Что бы мы сделали, если бы вдруг освободились от оков прошлого? Только сегодня я разговаривал с пациенткой – слезы и бессонница были ее ответом на необходимость переступить через себя и нарушить данное другому человеку слово. А дело в том, что не сама ситуация была причиной ее реакции, но четкие воспоминания детства, когда дурное мнение другого казалось чем-то не просто ужасным, но даже смертельным. Не удивительно, что она лишилась сна. Другая моя пациентка, психотерапевт в супервизии, казнила себя за гнев по отношению к умирающему родителю. Этот гнев вызывал в ней чувства вины и неопределенности, которые прокрадывались и в ее работу с пациентами. Пробыв долгое время в зараженной зоне, человек начинает носить заразу внутри себя. Единственный выход – вытащить ее в сферу сознания и вступить с ней в борьбу. В случае с моей пациенткой-коллегой можно говорить о необходимости развития сострадания, но без инфантильной потребности в одобрении. Такое одобрение, увы, так и не было получено, и поэтому навязчивый призрак потребности в нем приобрел огромную силу. И можно сказать, что эта женщина тоже поклоняется богу, в которого не верит.
Что касается Кафки, его деструктивное смятение было порождено нерассказанными историями и нездоровыми личными проблемами его отца. Каким образом непрожитая жизнь, сила самопрезрения отца стала призрачной навязчивостью в жизни сына и поглотила ее? Как можно было бы избежать этого, помочь ребенку спастись от этих миазмов психической жизни и начать нормальную жизнь? Но суждена ли была Францу Кафке нормальная жизнь, ему, рожденному в доме с привидениями, где господствовал его отец, которого мучили его собственные призраки, заставляющие его мучить собственного сына? Именно поэтому Юнг однажды заметил, что тяжелейшее бремя ребенка – непрожитая жизнь родителей. И там, где застрял родитель, суждено застрять и ребенку, который потратит всю жизнь, вырываясь из этого пагубного болота, разрабатывая план спасения от психических ужасов застывшего прошлого[10].
Так какова же «реальная» история нашей жизни?
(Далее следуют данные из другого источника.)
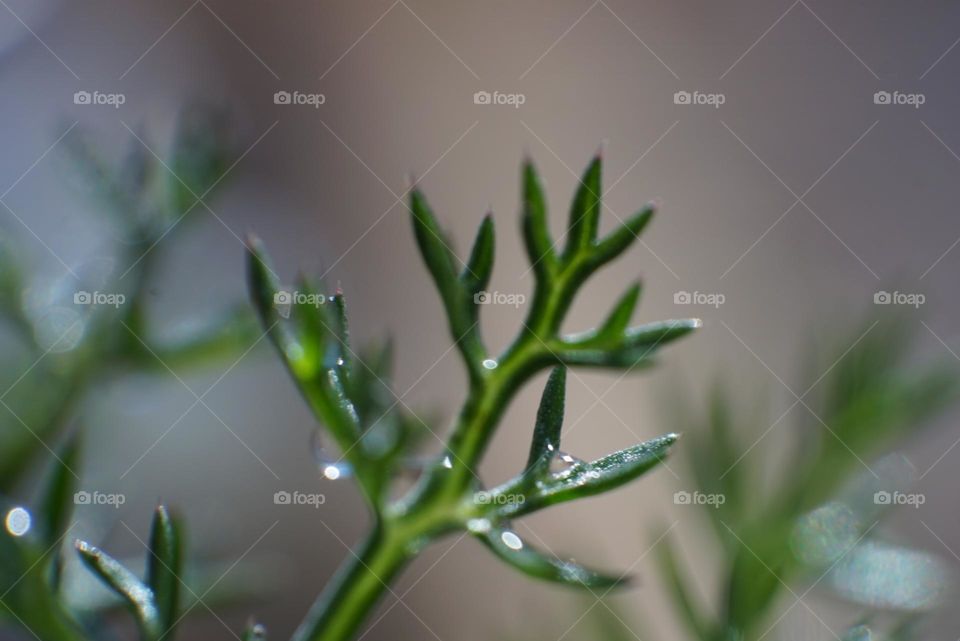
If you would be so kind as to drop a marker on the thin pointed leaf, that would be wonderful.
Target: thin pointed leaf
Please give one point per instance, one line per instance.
(459, 305)
(476, 274)
(682, 594)
(612, 332)
(581, 479)
(137, 596)
(342, 330)
(536, 229)
(513, 550)
(619, 240)
(434, 249)
(585, 211)
(165, 564)
(619, 319)
(546, 430)
(639, 345)
(263, 285)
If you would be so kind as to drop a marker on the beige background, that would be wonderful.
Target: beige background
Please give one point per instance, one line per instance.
(878, 185)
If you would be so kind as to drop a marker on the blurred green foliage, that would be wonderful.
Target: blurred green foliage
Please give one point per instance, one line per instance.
(786, 522)
(60, 347)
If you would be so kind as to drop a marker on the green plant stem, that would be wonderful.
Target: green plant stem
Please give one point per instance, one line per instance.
(431, 508)
(358, 585)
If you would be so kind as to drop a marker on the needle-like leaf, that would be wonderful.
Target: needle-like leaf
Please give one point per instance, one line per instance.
(137, 596)
(546, 430)
(585, 211)
(509, 547)
(536, 229)
(165, 564)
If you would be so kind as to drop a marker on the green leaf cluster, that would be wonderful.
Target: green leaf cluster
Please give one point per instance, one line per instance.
(448, 497)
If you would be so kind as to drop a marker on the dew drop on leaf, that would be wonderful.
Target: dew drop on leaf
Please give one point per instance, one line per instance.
(331, 468)
(564, 462)
(17, 521)
(511, 540)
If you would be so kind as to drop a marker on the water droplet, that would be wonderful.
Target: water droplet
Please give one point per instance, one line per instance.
(17, 521)
(563, 462)
(511, 540)
(478, 526)
(332, 472)
(330, 467)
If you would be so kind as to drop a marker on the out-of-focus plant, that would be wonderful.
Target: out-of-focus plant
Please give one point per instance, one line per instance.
(342, 387)
(61, 340)
(810, 519)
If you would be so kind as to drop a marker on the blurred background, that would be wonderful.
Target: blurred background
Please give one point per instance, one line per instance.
(792, 193)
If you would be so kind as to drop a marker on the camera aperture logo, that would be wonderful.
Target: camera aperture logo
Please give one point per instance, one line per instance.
(98, 298)
(699, 98)
(899, 498)
(114, 500)
(914, 300)
(499, 298)
(714, 300)
(99, 98)
(499, 98)
(284, 299)
(899, 98)
(299, 498)
(299, 98)
(486, 498)
(698, 498)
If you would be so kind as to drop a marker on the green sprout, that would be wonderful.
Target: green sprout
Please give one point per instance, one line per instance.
(313, 341)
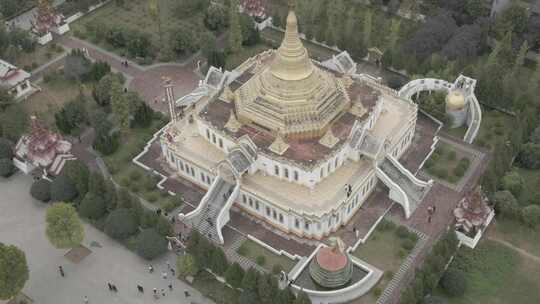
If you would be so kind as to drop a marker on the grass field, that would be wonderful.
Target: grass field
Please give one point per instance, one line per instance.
(516, 234)
(444, 163)
(384, 250)
(52, 98)
(495, 125)
(252, 250)
(497, 275)
(135, 16)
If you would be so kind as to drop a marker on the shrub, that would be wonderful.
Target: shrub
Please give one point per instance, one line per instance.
(402, 232)
(6, 167)
(63, 189)
(242, 250)
(92, 206)
(531, 215)
(408, 244)
(260, 260)
(277, 269)
(454, 282)
(121, 224)
(41, 190)
(234, 275)
(151, 244)
(6, 150)
(513, 182)
(187, 265)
Или все они реальны, или нереальны, лишь приходят и уходят? Одни истории мы рассказываем самим себе, другие оставляем для других. И некоторые из них даже бывают правдивыми. Но есть истории, вплетенные в нашу повседневную жизнь настолько, что мы зачастую или вообще никогда их не осознаем. Какие истории состоят из наших рационализаций, защитных механизмов, в какие из них мы вляпываемся, как мухи в липкую ленту?
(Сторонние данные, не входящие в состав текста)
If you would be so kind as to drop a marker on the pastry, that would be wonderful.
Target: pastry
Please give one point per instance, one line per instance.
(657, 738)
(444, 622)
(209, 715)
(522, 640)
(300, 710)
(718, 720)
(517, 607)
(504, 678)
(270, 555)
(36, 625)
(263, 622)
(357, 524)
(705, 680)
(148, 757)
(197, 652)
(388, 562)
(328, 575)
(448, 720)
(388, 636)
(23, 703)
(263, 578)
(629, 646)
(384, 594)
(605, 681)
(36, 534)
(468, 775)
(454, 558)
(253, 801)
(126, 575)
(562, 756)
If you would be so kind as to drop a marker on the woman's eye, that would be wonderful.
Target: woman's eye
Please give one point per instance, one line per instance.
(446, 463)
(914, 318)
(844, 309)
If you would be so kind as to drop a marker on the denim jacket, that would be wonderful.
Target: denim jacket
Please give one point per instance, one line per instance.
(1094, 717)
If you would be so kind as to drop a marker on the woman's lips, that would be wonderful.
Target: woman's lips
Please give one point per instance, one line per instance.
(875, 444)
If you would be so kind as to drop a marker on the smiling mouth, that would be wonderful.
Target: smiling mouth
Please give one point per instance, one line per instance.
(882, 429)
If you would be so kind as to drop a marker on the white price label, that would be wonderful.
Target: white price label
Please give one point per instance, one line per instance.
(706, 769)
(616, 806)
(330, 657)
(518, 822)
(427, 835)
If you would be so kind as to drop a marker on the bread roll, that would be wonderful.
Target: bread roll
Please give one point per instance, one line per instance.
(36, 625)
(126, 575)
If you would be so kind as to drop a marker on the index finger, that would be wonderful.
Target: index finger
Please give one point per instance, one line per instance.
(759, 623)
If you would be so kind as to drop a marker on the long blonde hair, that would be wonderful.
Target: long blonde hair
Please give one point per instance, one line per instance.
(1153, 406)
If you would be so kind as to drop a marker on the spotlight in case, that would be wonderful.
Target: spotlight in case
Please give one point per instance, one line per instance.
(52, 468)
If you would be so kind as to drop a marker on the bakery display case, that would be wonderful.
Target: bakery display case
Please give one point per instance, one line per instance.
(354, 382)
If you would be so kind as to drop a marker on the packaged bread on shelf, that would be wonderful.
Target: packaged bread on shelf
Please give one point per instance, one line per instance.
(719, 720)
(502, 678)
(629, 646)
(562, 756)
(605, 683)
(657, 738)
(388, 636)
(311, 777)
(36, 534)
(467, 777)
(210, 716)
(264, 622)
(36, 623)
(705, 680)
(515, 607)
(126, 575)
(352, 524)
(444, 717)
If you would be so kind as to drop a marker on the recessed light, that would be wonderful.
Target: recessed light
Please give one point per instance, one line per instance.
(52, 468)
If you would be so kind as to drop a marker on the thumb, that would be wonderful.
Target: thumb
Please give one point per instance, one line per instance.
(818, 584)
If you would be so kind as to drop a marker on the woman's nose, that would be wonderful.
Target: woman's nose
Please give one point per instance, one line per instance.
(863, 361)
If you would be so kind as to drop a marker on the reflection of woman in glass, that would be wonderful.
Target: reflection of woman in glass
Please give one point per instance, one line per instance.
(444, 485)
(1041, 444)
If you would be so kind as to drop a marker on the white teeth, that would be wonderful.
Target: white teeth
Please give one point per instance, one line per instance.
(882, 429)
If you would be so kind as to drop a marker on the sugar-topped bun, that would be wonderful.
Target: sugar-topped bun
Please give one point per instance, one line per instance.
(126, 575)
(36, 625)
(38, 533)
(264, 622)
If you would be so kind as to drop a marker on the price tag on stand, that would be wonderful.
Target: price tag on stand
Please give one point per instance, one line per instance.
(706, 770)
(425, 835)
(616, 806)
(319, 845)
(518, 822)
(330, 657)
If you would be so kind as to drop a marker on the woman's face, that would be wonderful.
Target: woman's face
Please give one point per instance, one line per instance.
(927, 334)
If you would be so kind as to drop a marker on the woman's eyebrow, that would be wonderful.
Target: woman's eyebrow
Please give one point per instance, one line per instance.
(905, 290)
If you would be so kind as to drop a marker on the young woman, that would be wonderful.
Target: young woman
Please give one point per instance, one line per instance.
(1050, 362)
Каждый из нас грешит заблуждением сверхобобщения, и то, что «истинно», что «на самом деле», становится точкой отсчета, сценарием наших действий в каждой новой ситуации. Почему и каким образом старые раны и прошлые обиды проявляются в настоящем в форме преломления глубинных внутренних истин или сверхкомпенсации, или взгляда свысока на чуждые нам сценарии? Как в детстве те или иные истории становятся «нашими», какие команды мы получаем для прохождения службы в оставшихся главах нашей истории? Кому было суждено быть невидимым ребенком, посредником, козлом отпущения, изгоем? Как эти истории продолжают жить в настоящем?
Глубинная психология позволила нам узнать о существовании специальных «устройств», которые защищают нас от ненужных историй – это механизмы отрицания и идентификации. Иногда мы проецируем фрактальные сценарии, палимпсесты потенциальных возможностей, на других и потом смотрим на них только с этого ракурса, отказывая в активном участии в нашей внутренней драме. Так мы неосознанно ищем тех, кто снова и снова принимал бы на себя роль наших гонителей, спасителей, жертв. Какие-то истории мы подавляем, и они прорастают многим позже – в наших снах, наших телах, наших детях, наших обезболивающих привычках. Порой другие начинают проигрывать сцены нашей тайной жизни, воплощать нашу тень, и тогда мы отмежевываемся от них, выносим им приговор, ведь собственная тень всегда отталкивает. Человеческая психика необъятна, и нам никогда не познать ее целиком, разве что совсем малую часть. И вот мы, гордые своим сознанием, проживаем жизнь, находясь на службе у историй. Одни из них нами осознаны, но искажены интерпретациями, другие неосознаваемы и неизбывны, но все они привязывают нас к прошлому, над которым мы не властны. Учитывая повсеместность этих безмолвных созидательных нарративов, хочется спросить: каковы наши шансы в борьбе за свое сознание против всех тех сил, что диктуют нам правила жизни?
А сейчас пришло время поведать две нерассказанные истории, каждая из которых смогла глубоко проникнуть в повседневную жизнь своих героев. Первая – семейная история моего хорошего друга Стивена Данна, поэта, лауреата Пулитцеровской премии. Другая взята из романа Бернхарда Шлинка «Чтец».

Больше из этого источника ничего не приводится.